Wednesday 4 December 2013

We have seen how the Spanish conquistadors were able to bring down large empires in North and South America with a handful of men. Jared Diamond...

This is, of course, a matter of opinion and conjecture as nothing like this has happened in any culture in a very long time and nothing even remotely like this has ever happened to the United States.  My own view is that the answers to these two questions depend very much upon the exact circumstances in which we found ourselves.

In general, I believe that we would have a better chance at mounting a defense and at holding our society together than the Aztecs or the Inca did.  This is because elites do not dominate our society in the same way that they dominated those societies.  For example, imagine that the president and half of Congress died.  This would disrupt things of course, but we would have many other leaders who would be ready to step in.  We would not descend into Civil War over who the next president would be because we have laws that govern these sorts of things.  We would not be lost because there are any number of our citizens who could step into government positions and be able to lead.  Our culture is more democratic than theirs and so the deaths of half of our leaders would not impact us as much as it impacted them.


Looking at specific situations, I believe that we would be more able to mount a defense if we knew the cause of the deaths.  If people just seemed to be dying at random, with no symptoms, it would surely cause panic.  However, if people started dying from disease, it would not destroy our social fabric as badly as it did that of the Incas or Aztecs.  We would be able to understand what caused the disease.  We would have a hope of finding a cure.  We would not be helpless like people were in those days, thinking only that it was the will of the gods that people were dying.  So, the more we knew about why people were dying, the better our society would hold together, even if we had not yet found a way to prevent the deaths.
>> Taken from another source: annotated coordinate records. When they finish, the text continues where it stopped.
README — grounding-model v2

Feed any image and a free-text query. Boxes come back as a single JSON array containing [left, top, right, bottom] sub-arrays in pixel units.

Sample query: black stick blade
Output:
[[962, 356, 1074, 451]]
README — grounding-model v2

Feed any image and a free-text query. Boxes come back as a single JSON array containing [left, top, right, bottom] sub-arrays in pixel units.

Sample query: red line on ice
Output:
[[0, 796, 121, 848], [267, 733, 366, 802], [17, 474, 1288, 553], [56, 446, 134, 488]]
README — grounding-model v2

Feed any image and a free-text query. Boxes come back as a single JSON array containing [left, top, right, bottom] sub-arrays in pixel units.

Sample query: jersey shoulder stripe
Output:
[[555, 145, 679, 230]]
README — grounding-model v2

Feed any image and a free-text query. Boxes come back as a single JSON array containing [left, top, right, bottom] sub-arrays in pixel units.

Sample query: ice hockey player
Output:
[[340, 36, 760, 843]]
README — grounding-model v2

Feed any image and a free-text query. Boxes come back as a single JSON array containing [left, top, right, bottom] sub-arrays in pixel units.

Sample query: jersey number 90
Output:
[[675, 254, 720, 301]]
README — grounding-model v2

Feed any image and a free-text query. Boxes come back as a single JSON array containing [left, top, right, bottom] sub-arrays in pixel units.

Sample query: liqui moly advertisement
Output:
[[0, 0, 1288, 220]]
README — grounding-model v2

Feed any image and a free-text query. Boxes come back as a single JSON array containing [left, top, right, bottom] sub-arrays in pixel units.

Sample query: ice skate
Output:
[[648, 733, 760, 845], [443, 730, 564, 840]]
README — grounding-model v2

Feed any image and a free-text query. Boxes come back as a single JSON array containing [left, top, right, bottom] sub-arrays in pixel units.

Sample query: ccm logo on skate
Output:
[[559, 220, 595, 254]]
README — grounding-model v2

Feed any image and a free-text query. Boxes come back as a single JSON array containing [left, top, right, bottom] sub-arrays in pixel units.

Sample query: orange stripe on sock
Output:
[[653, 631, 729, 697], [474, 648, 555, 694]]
In addition, our ability to mount a defense would depend tremendously on the power of the invaders.  We would surely be destroyed if we had people invade us, say from outer space, who were as far ahead of us in technology as Europeans were ahead of the Native Americans.  We would be able to mount a defense, but it would not matter all that much because even our best defense would not be able to prevail against them.  However, if we were attacked by someone more on our own level, I would think that we would be able to defend relatively well because we would still be motivated to repel them (unless we thought they could prevent the deaths, in which case we would probably give in).


In general, then, I think that our society would not be as badly affected by these deaths as the Incas and the Aztecs were.  This may simply be my own bias because I think we are so much more advanced than they were in every way.  I believe that our social fabric would not be ripped apart as much as theirs because we have much more scientific knowledge and we have a society that is much less dominated by political and religious elites.